Allied with other groups like Free the Delegates, they are facing a GOP establishment determined to prevent a toppling of the presumptive nominee - or any embarrassing, nationally televised showdowns during the four-day convention.

Underscoring that, the GOP rules committee - a bastion of establishment loyalists - on Tuesday formally proposed to renew rules that require delegates to back the candidate they are "bound" to. With no chance of prevailing at that meeting, the dissidents are saving their effort for later this week, when the separate convention rules committee meets to craft a rules package to be considered by the full convention next week.

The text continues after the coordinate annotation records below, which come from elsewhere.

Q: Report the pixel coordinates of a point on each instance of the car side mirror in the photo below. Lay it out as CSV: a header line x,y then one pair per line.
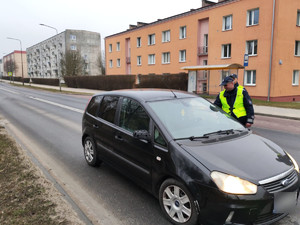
x,y
141,135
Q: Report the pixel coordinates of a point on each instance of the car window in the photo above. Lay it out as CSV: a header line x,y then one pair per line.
x,y
93,105
108,108
133,116
158,138
192,117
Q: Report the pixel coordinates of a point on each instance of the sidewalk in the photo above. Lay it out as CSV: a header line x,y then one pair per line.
x,y
259,110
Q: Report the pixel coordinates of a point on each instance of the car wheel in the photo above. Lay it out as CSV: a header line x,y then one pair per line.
x,y
177,203
90,152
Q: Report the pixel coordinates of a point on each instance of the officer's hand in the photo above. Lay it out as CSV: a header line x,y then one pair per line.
x,y
248,125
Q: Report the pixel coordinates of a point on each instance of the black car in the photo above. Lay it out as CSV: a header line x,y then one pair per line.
x,y
202,165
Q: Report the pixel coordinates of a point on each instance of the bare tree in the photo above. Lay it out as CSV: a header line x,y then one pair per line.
x,y
72,64
101,62
10,66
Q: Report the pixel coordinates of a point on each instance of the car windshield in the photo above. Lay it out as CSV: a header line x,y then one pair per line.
x,y
192,117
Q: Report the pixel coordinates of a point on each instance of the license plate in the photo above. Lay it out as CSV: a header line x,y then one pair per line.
x,y
284,202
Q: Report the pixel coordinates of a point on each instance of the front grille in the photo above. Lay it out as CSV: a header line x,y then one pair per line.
x,y
269,218
277,186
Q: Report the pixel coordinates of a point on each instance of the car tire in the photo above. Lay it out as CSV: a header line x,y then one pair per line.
x,y
90,152
177,203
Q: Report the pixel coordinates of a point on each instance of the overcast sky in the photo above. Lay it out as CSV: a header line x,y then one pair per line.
x,y
20,19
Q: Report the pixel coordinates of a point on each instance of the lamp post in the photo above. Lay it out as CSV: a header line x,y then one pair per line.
x,y
21,55
57,55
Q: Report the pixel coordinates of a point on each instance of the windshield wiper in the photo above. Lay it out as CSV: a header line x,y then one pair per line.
x,y
230,131
191,138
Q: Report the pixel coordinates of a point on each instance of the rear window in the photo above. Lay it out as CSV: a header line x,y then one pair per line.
x,y
93,105
108,108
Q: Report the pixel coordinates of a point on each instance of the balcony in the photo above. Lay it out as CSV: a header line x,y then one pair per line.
x,y
203,51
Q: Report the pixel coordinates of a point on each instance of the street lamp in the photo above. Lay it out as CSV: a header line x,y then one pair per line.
x,y
21,55
57,55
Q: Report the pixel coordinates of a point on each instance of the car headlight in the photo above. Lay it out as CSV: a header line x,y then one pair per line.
x,y
233,185
294,162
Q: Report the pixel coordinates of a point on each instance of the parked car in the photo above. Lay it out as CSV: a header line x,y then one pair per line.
x,y
202,165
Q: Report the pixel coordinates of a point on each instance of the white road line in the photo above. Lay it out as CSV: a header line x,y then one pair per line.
x,y
57,104
4,89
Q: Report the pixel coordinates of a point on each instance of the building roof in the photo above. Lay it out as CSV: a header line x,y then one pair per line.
x,y
214,67
192,11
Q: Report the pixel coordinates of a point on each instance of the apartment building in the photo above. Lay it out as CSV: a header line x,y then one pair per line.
x,y
44,58
266,32
16,63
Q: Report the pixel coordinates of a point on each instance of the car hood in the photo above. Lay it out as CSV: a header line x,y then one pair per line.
x,y
250,157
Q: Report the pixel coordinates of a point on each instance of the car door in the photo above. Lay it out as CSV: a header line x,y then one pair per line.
x,y
136,156
104,127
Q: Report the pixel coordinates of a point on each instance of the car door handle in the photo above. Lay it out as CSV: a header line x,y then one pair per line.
x,y
119,138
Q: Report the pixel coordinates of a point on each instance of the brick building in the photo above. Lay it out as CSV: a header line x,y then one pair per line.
x,y
267,31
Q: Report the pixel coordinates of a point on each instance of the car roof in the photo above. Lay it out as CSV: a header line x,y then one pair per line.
x,y
148,94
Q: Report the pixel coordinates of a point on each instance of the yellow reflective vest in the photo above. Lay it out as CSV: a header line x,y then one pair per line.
x,y
238,106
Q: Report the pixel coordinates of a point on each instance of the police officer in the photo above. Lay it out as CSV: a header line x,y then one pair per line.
x,y
235,79
236,101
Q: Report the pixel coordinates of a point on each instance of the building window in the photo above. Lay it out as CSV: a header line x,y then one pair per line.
x,y
251,47
151,59
250,77
252,17
182,32
226,51
227,22
151,39
296,77
165,58
297,48
139,60
73,47
166,36
138,42
205,44
73,37
182,55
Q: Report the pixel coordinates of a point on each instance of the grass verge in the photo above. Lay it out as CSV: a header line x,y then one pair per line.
x,y
26,197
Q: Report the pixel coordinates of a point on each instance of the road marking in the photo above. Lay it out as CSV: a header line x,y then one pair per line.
x,y
4,89
57,104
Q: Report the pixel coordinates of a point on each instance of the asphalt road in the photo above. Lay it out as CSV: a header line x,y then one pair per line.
x,y
48,125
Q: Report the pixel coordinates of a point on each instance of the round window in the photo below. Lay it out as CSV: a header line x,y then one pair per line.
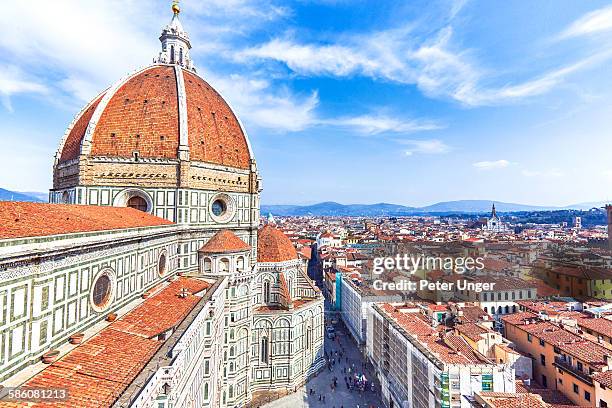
x,y
219,207
101,291
161,264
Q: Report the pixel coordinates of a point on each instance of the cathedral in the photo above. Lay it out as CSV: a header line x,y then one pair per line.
x,y
147,281
494,223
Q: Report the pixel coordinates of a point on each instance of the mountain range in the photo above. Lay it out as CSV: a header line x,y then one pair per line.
x,y
8,195
331,208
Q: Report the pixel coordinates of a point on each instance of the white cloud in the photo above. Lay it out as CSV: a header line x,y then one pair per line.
x,y
596,21
551,173
490,165
257,103
428,146
433,65
260,104
376,124
14,81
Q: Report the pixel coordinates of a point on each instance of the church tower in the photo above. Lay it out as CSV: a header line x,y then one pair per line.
x,y
609,211
175,43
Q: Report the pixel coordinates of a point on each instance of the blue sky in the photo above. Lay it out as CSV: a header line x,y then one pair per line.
x,y
352,101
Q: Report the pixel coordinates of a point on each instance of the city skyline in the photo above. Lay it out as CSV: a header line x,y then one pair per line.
x,y
411,104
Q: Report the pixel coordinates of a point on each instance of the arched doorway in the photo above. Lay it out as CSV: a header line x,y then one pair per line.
x,y
138,203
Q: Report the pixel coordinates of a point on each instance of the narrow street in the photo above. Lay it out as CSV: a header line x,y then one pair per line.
x,y
321,385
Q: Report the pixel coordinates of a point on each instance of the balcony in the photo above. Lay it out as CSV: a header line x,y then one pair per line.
x,y
562,364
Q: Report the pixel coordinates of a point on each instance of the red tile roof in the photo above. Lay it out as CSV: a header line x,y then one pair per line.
x,y
274,246
224,241
143,116
215,135
72,145
98,371
21,219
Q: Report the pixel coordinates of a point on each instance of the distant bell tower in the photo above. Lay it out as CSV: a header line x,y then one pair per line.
x,y
175,43
609,211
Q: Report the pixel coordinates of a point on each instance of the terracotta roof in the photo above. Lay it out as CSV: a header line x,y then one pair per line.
x,y
72,145
224,241
604,378
98,371
21,219
143,115
274,246
215,135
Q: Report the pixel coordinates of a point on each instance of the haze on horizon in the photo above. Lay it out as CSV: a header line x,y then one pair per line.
x,y
409,104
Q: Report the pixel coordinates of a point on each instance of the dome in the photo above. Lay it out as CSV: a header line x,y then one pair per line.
x,y
224,241
156,113
274,246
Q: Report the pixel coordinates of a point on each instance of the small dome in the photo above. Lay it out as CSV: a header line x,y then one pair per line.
x,y
224,241
274,246
155,113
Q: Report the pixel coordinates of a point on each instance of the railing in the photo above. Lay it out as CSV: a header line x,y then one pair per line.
x,y
561,363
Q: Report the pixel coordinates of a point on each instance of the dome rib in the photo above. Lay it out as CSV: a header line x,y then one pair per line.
x,y
159,112
274,246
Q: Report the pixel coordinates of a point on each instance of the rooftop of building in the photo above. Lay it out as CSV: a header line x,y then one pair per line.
x,y
274,246
224,241
446,347
96,372
589,352
24,219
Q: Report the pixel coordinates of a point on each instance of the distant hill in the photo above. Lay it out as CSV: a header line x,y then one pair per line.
x,y
331,208
478,206
8,195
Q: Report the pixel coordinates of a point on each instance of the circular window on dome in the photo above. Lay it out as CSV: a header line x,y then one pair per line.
x,y
162,264
222,208
219,207
102,291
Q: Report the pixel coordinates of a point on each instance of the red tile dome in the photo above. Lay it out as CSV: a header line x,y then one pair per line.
x,y
156,112
224,241
274,246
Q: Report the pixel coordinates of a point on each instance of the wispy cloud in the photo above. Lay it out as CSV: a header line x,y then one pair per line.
x,y
596,21
490,165
377,124
428,146
14,81
432,64
550,173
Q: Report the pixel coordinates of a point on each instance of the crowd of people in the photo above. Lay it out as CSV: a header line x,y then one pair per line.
x,y
353,371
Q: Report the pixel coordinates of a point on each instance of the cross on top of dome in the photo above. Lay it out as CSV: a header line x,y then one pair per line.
x,y
175,43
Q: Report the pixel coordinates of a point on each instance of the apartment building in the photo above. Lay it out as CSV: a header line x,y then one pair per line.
x,y
420,366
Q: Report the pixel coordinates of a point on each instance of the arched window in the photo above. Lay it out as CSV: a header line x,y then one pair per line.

"I highly doubt it," Republican National Committee Chairman Reince Priebus said in a brief interview of the prospects the rebels would succeed. "I'm hearing less and less of it, actually. I think the unbind stuff has died off considerably over the last 10 days or so."

Others are more definitive. Randy Evans, a member of the RNC from Georgia, said Trump and party loyalist forces appear to have the convention "under control," with growing numbers of Republicans eager to avoid "the prospect of chaos" if the rules are abruptly changed.

Evans said Trump can apparently count on at least 1,700 devoted delegates - enough to fend off any rule changes. An Associated Press count shows Trump has 1,543 delegates ready to back his nomination - more than the 1,273 he needs to officially clinch the top slot.

Dump Trump advocates said they have at least 400 delegate supporters but won't provide more detail. Even though Trump won more than 13 million votes and captured around 40 primaries and caucuses, his foes say he's not conservative enough and is likely to lose and drag down GOP congressional candidates with him.